Prenons quatre exemples dans les domaines des retraites, de l’emploi, des salaires, du pouvoir d’achat.
Retraites et emploi: on entend le slogan « Travailler plus longtemps pour payer ses retraites » ; ce n’est pas faux ; à la différence des retraites par capitalisation, où chacun pendant sa vie active réunit un capital qu’il utilisera lorsqu’il cessera de travailler, dans un système de retraite par répartition – ce à quoi les Français, non sans raison, sont très attachés - ce sont les actifs qui cotisent pour ceux qui deviennent « inactifs » ; le ratio entre actifs et inactifs est donc la clef de la viabilité du système ; travailler plus longtemps permet donc simultanément de cotiser plus longtemps et de bénéficier moins longtemps de la répartition des cotisations des plus jeunes ; l’équilibre serait à ce prix.
Indépendamment de ce que cette analyse est fondée seulement sur la prise en compte du coût du travail, et ne considère pas la plus value du travail (loi dite de Ricardo ; voir Au jour le jour du 27 juin), les dispositions qui en découlent (repousser plus tard l’âge de la retraite) entraînent aussi des effets négatifs qui en neutralisent la portée.
Je me fonde, pour expliquer ce point de vue, sur un exemple récent : un de mes amis, directeur d’un établissement public en Normandie, m’écrit ceci « La République ayant décidé de se passer de mes services le jour de mes 66 ans … » et il me donne sa nouvelles adresse.

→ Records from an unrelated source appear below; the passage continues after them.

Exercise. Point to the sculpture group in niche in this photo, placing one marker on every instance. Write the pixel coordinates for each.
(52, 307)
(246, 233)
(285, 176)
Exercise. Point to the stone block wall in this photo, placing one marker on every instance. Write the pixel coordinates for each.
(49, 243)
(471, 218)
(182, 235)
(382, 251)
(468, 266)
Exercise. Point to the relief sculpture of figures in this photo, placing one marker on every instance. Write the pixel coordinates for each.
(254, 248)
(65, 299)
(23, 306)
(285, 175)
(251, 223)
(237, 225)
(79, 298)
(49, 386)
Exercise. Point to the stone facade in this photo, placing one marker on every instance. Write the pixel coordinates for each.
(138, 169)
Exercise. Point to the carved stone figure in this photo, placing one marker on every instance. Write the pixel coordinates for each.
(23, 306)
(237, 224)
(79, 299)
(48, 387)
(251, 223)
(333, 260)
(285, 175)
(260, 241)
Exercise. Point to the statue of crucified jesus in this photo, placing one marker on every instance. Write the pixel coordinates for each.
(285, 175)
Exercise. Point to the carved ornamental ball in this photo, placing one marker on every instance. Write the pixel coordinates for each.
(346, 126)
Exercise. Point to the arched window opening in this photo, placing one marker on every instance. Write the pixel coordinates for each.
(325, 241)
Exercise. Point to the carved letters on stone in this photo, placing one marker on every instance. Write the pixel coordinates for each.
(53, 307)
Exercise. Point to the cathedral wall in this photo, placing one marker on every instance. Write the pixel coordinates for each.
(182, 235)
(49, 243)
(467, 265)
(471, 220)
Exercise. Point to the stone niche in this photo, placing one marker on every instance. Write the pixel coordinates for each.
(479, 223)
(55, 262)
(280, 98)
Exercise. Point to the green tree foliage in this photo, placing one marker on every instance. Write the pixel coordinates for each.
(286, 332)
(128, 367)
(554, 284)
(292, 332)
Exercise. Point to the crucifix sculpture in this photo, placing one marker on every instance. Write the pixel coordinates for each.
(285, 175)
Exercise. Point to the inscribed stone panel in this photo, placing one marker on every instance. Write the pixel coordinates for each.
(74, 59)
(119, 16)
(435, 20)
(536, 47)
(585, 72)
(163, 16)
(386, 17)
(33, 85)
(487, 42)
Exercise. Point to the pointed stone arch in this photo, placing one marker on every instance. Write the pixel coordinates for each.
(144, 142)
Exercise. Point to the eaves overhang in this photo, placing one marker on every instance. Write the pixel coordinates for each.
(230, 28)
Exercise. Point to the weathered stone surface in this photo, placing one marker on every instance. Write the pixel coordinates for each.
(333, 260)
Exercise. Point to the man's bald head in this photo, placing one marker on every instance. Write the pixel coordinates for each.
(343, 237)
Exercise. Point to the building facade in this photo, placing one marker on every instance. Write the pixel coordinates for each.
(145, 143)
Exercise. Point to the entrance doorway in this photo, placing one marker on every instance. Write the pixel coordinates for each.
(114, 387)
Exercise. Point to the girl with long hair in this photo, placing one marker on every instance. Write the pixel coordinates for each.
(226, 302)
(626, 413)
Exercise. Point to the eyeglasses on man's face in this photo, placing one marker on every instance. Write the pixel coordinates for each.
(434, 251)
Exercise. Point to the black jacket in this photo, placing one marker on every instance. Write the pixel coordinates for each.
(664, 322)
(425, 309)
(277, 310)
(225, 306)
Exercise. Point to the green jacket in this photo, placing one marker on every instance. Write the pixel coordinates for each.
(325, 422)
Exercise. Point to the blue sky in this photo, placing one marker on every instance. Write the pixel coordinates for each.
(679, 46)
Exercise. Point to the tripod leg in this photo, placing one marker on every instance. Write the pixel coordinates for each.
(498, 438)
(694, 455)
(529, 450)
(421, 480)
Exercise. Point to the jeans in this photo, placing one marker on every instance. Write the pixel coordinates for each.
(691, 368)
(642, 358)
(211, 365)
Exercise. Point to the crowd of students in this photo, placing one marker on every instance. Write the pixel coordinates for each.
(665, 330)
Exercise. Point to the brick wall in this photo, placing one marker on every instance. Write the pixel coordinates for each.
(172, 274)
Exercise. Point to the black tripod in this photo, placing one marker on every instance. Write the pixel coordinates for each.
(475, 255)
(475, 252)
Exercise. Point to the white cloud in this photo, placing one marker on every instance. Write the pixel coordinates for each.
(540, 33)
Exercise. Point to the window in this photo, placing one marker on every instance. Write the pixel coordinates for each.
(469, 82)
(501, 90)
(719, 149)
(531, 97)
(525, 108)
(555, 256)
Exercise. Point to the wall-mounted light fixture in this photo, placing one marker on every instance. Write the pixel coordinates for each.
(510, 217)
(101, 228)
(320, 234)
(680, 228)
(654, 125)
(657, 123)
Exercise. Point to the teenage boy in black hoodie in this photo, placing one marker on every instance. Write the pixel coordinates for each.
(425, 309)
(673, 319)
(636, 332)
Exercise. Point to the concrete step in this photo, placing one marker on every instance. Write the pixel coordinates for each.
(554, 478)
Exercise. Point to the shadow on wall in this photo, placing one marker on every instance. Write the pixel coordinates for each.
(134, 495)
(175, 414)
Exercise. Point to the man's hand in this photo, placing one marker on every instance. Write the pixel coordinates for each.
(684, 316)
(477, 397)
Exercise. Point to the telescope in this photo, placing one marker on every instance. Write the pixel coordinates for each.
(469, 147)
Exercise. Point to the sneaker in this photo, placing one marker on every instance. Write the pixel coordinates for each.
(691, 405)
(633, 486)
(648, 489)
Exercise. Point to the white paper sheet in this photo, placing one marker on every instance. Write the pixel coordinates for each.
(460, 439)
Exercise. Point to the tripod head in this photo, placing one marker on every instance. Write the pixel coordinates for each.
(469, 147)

Il aurait souhaité rester en poste encore un ou deux ans. Mais que se serait-il passé s’il était resté en activité ? Le poste qu’il a libéré en prenant sa retraite serait resté occupé, et au bout de la chaîne cela aurait fait un emploi disponible en moins.

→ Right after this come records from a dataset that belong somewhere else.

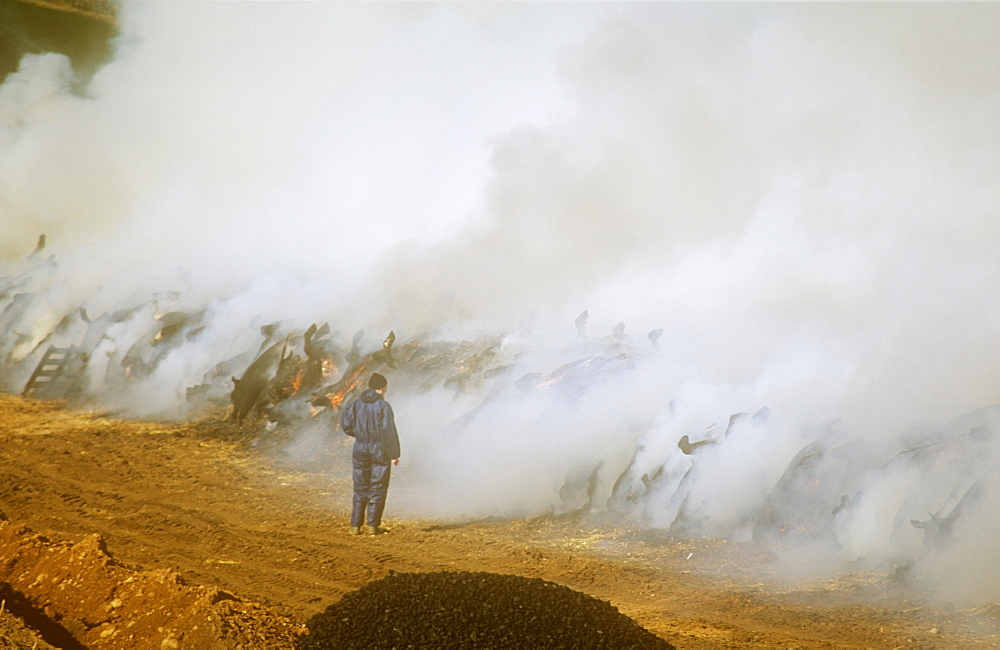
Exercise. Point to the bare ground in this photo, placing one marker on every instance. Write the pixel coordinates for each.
(127, 534)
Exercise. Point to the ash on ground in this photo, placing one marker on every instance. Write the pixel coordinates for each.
(473, 610)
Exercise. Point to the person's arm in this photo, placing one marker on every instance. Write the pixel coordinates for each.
(347, 420)
(390, 437)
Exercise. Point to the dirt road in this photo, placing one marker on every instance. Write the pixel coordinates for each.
(196, 500)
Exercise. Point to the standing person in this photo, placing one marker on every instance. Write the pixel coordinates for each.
(369, 420)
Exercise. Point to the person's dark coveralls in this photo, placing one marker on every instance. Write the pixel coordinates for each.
(369, 420)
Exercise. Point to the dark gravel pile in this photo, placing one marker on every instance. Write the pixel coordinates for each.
(472, 610)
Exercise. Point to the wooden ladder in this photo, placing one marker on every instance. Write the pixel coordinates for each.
(55, 374)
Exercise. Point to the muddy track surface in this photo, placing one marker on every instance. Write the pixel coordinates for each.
(199, 508)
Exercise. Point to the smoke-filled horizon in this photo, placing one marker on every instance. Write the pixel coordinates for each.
(804, 198)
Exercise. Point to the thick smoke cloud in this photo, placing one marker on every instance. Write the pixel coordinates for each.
(802, 197)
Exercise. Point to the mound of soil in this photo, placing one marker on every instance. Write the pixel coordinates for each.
(77, 596)
(461, 609)
(206, 503)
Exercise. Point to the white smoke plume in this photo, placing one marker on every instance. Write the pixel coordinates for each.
(804, 198)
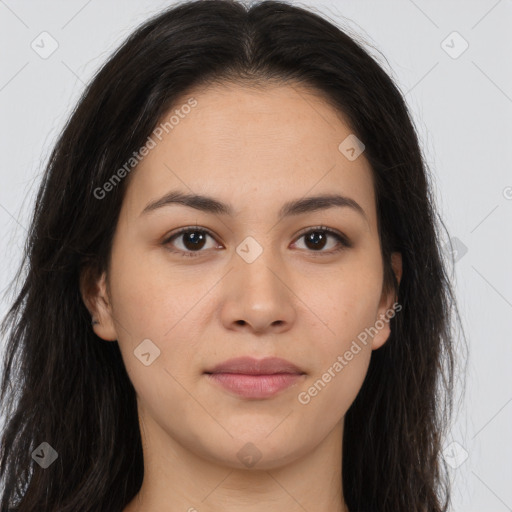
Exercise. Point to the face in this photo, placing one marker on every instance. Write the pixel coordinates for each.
(305, 286)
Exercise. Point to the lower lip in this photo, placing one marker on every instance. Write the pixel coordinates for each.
(255, 386)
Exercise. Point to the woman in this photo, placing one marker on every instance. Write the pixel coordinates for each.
(235, 297)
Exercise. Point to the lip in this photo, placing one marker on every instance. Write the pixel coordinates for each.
(255, 378)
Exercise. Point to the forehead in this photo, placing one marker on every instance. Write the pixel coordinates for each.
(247, 145)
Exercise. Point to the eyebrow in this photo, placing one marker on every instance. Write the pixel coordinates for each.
(209, 204)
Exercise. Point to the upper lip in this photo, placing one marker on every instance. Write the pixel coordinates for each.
(252, 366)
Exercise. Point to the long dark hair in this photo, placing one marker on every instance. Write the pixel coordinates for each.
(65, 386)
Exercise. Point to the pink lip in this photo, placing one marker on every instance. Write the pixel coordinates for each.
(255, 378)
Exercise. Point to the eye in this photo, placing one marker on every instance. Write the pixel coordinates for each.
(193, 240)
(315, 239)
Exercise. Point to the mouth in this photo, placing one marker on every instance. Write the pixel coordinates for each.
(252, 378)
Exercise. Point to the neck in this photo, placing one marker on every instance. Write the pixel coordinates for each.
(175, 479)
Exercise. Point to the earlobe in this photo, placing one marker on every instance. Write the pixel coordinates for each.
(95, 296)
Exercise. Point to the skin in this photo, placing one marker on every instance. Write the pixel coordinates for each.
(254, 149)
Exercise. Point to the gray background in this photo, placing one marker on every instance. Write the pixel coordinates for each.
(462, 107)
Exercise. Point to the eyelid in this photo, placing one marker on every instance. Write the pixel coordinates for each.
(343, 240)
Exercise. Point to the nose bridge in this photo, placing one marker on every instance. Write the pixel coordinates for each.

A chaque fois qu’on allonge la durée d’activité, on diminue le nombre d’emplois disponibles. Ce raisonnement serait sans valeur dans une société qui connaîtrait le plein emploi, mais ce n’est assurément pas le cas.
On ne devrait donc pas traiter séparément âge de la retraite et politique de l’emploi car les deux ne sont pas indépendants l’une de l’autre.
Temps de travail, emploi, pouvoir d’achat : les 35 heures, honnies ! Le raisonnement de ceux qui les ont mises en place pourtant n’était pas faux : dans une économie libérale, ce n’est pas le travail salarié qui crée l’emploi, mais la production de biens et des services ; si pour une production donnée N heures de travail sont nécessaires, alors N divisé par 35 donnera un nombre d’emplois plus élevé que N divisé par 40 ; mais voilà, c’était sans compter sur l’organisation générale fondée sur un volume global de 40 heures hebdomadaires, sur la difficulté (par exemple à l’hôpital) de trouver des gains de productivité, aussi sur l’augmentation globale du coût pour l’employeur (donc diminution de la plus-value), et sur la freinage induit de la progression des salaires. Au bout du compte les 35 heures, vues sous cet angle, ont contribué à la stagnation du pouvoir d’achat (d’autant que les gouvernants socialistes – Rocard je crois – ont fait ce que la droite n’avait pas osé faire : découpler de l’inflation la hausse des salaires) ; et donc à l’actuel malaise social ; et à la grogne populaire ; et à la difficulté à mettre en œuvre quelque réforme que ce soit. On devrait donc, pour chaque mesure envisagée, faire une simulation de tous les effets induits probables.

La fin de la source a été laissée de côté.